Manda: It’s on every level terrifying, because we still haven’t got the alignment question of who’s deciding what’s useful for you to know. Because if I understood what Zach was saying it was, they will be able to teach you anything. In a way that you cannot not learn it. And that anything could be, that the Bible is 100% accurate, and you must live by every part of it, which is – that would be interesting, and would probably be self-terminating quite quickly. But leaving that aside… or, something beautiful.

 Daniel: I mean as it currently is in most, in most public education systems, we want to teach you to be a good participant in the economy, right? 

Manda: Oh, gosh. Right.

Daniel: So again, we go back to the productivity, right? So we’re going to make even better, productive…

Manda: And make Brave New World look like child’s play.  

Daniel: Yeah. And again, the people that are doing this have the best of intentions. They want their children to be successful. They want all of our children to be successful, but they just haven’t slowed down to reflect on what we’re doing.

Manda: Because everybody thinks their own values are really good values. Most people believe that their own core values, insofar as they understand what their own core values are, and they’re not just emanations of their limbic system twitching, are good and therefore are worth promoting, and that the things that they believe to be true are true. Okay. And so then we move on to: how do these things hijack us? We already know that the social media we have, in its infancy as it is, has the capacity to drip feed us little dopamine hits, and that we become addicted to the dopamine when actually if we could get ourselves into the serotonin mesh of of relational being with other humans and the and the web of life, we’d be much less anxious. But the dopamine drips are great.   

We’ve now got something where we’ve at least got visual input potentially. You put your glasses on in the morning and you now have no way of knowing whether what you’re looking at is real or not, but you believe it to be real. And then something that Jill Nephew said, which is trust is one of our superpowers. Our Palaeolithic emotions are hardwired to trust things that seem to be trustworthy until we have proof that they’re not. And this thing has the capacity to tell you that it’s raining outside and make you believe that it’s raining outside even if it isn’t. You will trust it.
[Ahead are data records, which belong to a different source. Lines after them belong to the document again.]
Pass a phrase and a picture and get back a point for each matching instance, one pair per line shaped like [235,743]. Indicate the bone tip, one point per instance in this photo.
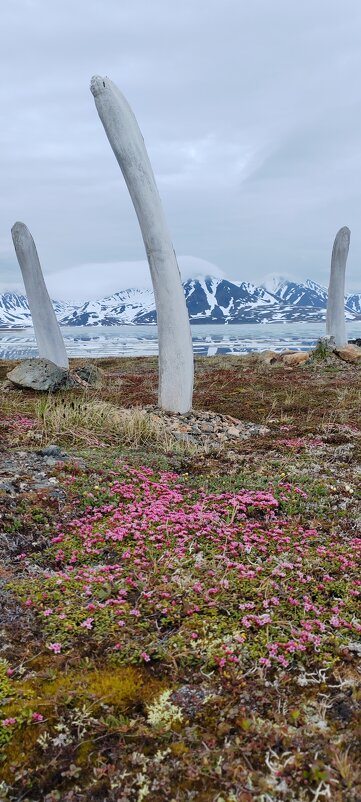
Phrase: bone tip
[19,230]
[98,84]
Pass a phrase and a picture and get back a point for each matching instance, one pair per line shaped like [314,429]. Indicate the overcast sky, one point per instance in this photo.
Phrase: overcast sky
[251,114]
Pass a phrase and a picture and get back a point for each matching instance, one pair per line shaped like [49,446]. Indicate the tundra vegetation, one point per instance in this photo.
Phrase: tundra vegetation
[182,624]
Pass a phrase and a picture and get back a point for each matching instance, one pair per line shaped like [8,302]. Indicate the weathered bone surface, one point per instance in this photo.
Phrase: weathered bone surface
[174,335]
[46,327]
[335,320]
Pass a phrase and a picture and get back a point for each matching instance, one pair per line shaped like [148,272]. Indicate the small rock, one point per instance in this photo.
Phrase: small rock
[298,358]
[88,374]
[7,487]
[233,432]
[269,357]
[349,353]
[38,374]
[52,451]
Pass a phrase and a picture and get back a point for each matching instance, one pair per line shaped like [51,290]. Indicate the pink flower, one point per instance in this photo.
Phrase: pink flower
[37,717]
[88,623]
[55,647]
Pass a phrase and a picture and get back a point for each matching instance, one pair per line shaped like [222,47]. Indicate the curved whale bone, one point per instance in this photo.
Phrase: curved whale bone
[335,319]
[46,327]
[174,334]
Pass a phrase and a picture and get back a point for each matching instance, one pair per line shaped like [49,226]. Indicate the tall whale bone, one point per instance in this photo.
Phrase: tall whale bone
[335,319]
[174,334]
[46,327]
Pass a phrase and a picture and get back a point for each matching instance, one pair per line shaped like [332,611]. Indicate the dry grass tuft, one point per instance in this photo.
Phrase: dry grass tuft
[81,421]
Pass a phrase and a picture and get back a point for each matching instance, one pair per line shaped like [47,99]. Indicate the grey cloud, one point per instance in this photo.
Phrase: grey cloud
[250,112]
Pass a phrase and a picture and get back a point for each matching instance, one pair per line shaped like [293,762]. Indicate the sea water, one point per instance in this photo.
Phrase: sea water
[208,340]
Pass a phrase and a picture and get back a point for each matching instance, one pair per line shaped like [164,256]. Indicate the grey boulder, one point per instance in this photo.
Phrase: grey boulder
[38,374]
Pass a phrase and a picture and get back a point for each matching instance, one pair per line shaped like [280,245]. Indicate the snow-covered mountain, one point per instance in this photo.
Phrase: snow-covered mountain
[209,300]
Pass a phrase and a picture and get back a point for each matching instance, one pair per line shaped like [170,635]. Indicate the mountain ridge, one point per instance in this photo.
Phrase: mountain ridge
[209,300]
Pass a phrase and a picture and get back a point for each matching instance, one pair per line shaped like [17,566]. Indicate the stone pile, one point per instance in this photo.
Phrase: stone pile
[207,430]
Daniel: Exactly. Yeah. This is actually, for me, the most alarming part of these technologies. Because they’re here. It’s here now. Actually, this is not even – like with Zach five years off or whatever, or AGI – people think it might not happen? I don’t know if it’s going to happen. But right now, people are using these large language models and interacting with them as if they’re language using beings, because they’ve been designed to essentially fool our evolutionary psychology into thinking that they’re trustworthy. In other words, that they themselves are intelligent beings using language the same way that we are, but they are not. Jill describes them as something like statistical monstrosities. They are not using language the way we are. Language is like birdsong. It’s a way of helping each other make sense out of reality. These large language models aren’t in touch with reality. They have no idea what reality is. They’re just a series of like, calculations being given feedback by humans saying, did you produce something that makes me think that you’re using language in a way that makes me think you’re using language, right? That’s not what language using beings do, you know?

Manda: It’s convincing nonetheless, because statistically it gets it right more often than it doesn’t and then it self improves. We already have the ones that are teaching themselves to play Go faster than any human being possibly could. And they’re also teaching themselves language faster than we can learn language. So it’s self-improving all the time. And if I go, ‘I’m not sure that’s true’ once, it’ll  learn from that, and come back with something that I go, oh yeah, okay. That sounds true.

Daniel: Yeah, yeah. And from my perspective, it’s like…. a lot of this, for the current crop of technologies. I think in my ideal world there would be like… you’d have to go through a course on cognition and language and other things you ought to know in order to interface with these technologies without losing your centre and losing your sense of reality. Because once you do that, they’re actually very interesting kind of tools and toys. But if you go into it and you think, Oh, this is like a trustworthy intelligence, you and we are actually mining the trust commons that we have established, that’s already so flimsy in our world that it’s just not… yeah. It’s a very dangerous game that we’re playing with our with our common inheritance of language, and the beauty of it, and the meaning of it, and the importance of it, and what it can actually do in terms of creating a context of coherence and alignment for human beings.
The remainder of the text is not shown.